Explainable Machine Learning and Lysosomotropism

This repository contains the code used to perform the modelling and analysis for the paper:

Identification of Lysosomotropism using Explainable Machine Learning and Morphological Profiling Cell Painting Data
Aishvarya Tandon, Anna Santura, Dr. Axel Pahl, Prof. Dr. Herbert Waldmann, Prof. Dr. Paul Czodrowski

Example Jupyter Notebooks are provided to demonstrate the use of the code.

Installation and Usage

This code was developed and tested on Linux (Ubuntu 22.04.3) and macOS (Big Sur 11.7.10).

The repository can be cloned using the following command:

git clone https://github.com/czodrowskilab/lyso_project_open
cd lyso_project_open

Then, create a new mamba or conda environment using the provided environment file environment_xml.yml (for XML part):

mamba env create -f environment_xml.yml
mamba activate lyso_xml-env

Replace mamba with conda if you don't have mamba installed.

To use lyso_project as a package in a Jupyter notebook or a Python file, you need to append the path of the lyso_project directory to your system path. Here's how:

import sys

# Prevent Python from writing .pyc files to the disk
sys.dont_write_bytecode = True

# Append the path of the lyso_project directory to your system path
sys.path.append("/path/to/lyso_project")

Replace /path/to/lyso_project with the actual path of the lyso_project directory on your system.
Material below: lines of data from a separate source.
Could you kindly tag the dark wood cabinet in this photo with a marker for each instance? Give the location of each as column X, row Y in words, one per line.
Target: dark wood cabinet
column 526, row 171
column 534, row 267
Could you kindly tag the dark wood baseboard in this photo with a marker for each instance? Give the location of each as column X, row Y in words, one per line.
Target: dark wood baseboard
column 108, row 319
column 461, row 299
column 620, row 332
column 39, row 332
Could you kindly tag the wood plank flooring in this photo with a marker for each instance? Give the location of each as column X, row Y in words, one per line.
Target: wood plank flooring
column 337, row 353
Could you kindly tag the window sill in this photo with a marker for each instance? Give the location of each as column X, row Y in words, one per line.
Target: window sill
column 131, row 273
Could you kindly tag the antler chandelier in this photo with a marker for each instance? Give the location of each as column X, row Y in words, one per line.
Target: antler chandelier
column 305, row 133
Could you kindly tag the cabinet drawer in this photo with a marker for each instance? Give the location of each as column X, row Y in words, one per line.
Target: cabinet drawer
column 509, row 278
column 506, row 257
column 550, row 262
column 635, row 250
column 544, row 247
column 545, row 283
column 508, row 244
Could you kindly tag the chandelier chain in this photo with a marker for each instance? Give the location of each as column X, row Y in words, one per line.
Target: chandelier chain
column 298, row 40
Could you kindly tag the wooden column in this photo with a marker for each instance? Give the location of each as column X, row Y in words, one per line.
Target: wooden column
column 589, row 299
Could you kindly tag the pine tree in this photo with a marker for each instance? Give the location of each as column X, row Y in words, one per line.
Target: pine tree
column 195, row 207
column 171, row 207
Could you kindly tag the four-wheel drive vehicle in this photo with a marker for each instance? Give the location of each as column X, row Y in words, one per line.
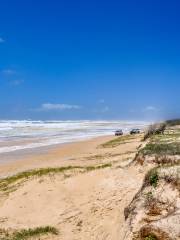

In addition to the packages listed in environment_xml.yml, X-FP is also used in this project. Please follow the instructions on the X-FP repository for installation and usage.

lyso_project

preprocess_cp_dataset.py

Contains functions to preprocess the internal CP dataset.

descriptor_maker.py

Contains various useful functions to generate various molecular fingerprints, and calculate RDKit descriptors. Also contains minor utility functions.

utils.py

Module to create model objects, perform cross-validation, and calculate metrics.

Key components include:

ModelRunner class: This class is used to create model objects for each input type. It has methods for setting the model's input data, which can include training data, training labels, test data, test labels. Additionally, it has methods for saving models, and writing logs.

toml_log_reader_with_plotter.py

Contains functions to read the log files generated by the ModelRunner class, and plot the results.

Please refer to the inline comments in the code for more detailed information about the functionality of each method.